Les publicités incitant à la consommation d’alcool sont en effet encadrées par la loi Evin, mais pas interdites, d’où les bouteilles qui trônent souvent sur les panneaux en 4x3 dans tous les coins de l’île. Cette nouvelle charte, signée par le préfet et les alcooliers et qui a fait l’objet de nombreuses négociations, vient, entre autres, interrompre ce type de promotion durant deux semaines dans une années qui en compte 52, sur un territoire où, selon les derniers chiffres de Santé Publique France, le taux de mortalité des principales pathologies en lien direct avec l’alcool est de 40% supérieur à celui de l'Hexagone chez les hommes (68,3/100 000 contre 49,2/100 000 dans l’Hexagone en 2017).

Dans le cadre de la charte pour lutter contre les consommations à risque d'alcool, la prochaine mesure recommandée par l'ARS est la fin de la bouteille d’alcool érigée en produit d’appel. "A La Réunion, le premier pas serait de faire en sorte que l'alcool ne soit plus un produit d'appel pour les grandes surfaces, dans les prospectus publicitaires ou à l'entrée des grandes surfaces", indique le directeur de l'ARS.

La publicité illicite épinglée par la DEETS

Suite à des contrôles menés sur les publicités pour boissons alcoolisées, un certain nombre de délits ont été relevés par le pôle concurrence de la DEETS en 2023. Au total, 6 dossiers ont fait l’objet d’audiences spécialisées auprès des tribunaux judiciaires et les sociétés ont été condamnées à 86.000 euros d’amendes.
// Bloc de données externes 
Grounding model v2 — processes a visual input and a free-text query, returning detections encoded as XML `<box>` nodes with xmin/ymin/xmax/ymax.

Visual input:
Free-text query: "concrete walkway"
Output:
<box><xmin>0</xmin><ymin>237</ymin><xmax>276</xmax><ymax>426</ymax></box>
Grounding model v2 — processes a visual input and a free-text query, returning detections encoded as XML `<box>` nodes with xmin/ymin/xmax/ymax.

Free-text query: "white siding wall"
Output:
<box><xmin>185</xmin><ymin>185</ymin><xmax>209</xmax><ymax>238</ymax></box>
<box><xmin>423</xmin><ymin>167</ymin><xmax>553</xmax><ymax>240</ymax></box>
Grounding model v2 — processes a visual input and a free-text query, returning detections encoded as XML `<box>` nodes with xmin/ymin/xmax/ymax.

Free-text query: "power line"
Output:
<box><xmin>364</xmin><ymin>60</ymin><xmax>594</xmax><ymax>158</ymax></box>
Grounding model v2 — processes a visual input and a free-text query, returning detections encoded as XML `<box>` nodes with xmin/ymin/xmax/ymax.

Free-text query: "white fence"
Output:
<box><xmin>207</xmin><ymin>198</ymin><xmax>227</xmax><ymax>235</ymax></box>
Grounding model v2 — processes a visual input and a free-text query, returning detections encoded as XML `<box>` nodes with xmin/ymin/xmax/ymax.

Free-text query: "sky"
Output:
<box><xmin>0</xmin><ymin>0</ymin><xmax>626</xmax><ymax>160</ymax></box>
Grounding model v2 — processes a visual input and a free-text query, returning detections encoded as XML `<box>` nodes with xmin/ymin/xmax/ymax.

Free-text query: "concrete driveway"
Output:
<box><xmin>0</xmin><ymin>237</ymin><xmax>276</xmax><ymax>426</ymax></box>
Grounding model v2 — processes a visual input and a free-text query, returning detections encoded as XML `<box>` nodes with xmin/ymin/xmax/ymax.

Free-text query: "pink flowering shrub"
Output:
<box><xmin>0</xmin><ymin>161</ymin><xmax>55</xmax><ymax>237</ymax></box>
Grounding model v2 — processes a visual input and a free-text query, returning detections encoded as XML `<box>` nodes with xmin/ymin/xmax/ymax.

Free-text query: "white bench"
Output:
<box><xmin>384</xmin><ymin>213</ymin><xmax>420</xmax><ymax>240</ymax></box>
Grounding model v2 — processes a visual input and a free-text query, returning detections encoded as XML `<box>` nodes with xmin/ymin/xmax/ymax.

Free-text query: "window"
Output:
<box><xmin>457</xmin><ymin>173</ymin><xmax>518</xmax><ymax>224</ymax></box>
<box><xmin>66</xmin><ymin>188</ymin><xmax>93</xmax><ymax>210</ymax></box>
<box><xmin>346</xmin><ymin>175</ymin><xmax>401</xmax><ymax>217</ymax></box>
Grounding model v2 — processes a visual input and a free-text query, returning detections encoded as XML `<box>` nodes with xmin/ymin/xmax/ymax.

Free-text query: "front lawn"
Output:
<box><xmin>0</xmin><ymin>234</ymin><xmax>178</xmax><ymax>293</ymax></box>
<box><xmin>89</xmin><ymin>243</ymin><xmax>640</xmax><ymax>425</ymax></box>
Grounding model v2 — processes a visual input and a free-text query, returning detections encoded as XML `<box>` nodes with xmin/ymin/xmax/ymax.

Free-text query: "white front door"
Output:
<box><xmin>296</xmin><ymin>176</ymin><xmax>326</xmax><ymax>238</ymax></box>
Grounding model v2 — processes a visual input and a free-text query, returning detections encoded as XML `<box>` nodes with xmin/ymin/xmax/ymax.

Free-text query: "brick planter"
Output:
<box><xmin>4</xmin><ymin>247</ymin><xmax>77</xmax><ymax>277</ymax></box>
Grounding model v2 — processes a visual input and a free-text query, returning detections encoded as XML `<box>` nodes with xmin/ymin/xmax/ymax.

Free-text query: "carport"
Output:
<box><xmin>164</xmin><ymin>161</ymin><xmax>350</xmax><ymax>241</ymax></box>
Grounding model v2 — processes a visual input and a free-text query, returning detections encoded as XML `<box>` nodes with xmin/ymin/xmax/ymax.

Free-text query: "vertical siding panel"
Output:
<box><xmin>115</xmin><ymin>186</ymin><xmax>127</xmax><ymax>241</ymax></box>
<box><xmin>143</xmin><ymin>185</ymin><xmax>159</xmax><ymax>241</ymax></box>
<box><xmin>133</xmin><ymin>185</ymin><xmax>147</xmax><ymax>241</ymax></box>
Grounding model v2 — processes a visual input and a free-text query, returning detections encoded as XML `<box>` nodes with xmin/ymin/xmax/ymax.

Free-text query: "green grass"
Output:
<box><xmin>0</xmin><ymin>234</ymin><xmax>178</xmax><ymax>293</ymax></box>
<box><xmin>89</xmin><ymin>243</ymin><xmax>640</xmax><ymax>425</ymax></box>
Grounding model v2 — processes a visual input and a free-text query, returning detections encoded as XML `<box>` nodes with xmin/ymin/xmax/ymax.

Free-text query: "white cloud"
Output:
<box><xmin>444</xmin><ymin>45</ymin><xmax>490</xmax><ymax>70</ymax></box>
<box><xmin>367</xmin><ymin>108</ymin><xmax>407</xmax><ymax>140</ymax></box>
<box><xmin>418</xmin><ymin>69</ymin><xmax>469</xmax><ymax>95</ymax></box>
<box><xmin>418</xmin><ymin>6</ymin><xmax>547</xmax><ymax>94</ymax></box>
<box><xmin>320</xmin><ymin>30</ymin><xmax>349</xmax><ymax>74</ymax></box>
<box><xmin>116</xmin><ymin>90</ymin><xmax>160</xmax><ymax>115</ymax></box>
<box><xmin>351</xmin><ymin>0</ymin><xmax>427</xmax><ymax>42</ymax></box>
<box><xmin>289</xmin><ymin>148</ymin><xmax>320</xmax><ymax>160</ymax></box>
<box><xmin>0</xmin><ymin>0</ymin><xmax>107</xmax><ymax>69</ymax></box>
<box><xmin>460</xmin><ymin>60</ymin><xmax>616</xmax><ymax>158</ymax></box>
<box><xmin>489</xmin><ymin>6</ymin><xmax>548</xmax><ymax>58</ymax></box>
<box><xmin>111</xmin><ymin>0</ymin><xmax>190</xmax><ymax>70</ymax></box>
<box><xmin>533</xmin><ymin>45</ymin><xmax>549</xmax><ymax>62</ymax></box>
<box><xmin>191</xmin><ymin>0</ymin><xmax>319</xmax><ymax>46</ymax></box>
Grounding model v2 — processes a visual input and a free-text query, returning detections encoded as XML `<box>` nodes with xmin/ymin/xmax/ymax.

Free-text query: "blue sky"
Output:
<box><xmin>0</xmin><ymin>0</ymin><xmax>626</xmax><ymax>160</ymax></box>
Dans le détail, le GIE Rhums Réunion a été condamné à 15.000 euros d’amendes pour un non-respect de la taille des panneaux publicitaires sur les lieux de vente, la SA Brasserie de Bourbon à une amende de 10.000 € pour un message incitatif à la consommation et taille excessive des panneaux publicitaires, la Société Affichage CLG à une amende de 11.000€ suite à 11 affiches dans un périmètre inférieur à 200 m autour d’un établissement protégé, la Société SAG à une amende de 10.000€ dont 5.000€ avec sursis suite à 11 affiches dans un périmètre inférieur à 200 m autour d’un établissement protégé, le GIE Mercurest à 25.000€ d’amendes dont 10.000€ avec sursis pour des publicités illicites sur les réseaux sociaux et la SA Covino à une amende de 15.000€ dont 7.000€ avec sursis pour publicité illicite pour une boisson alcoolique.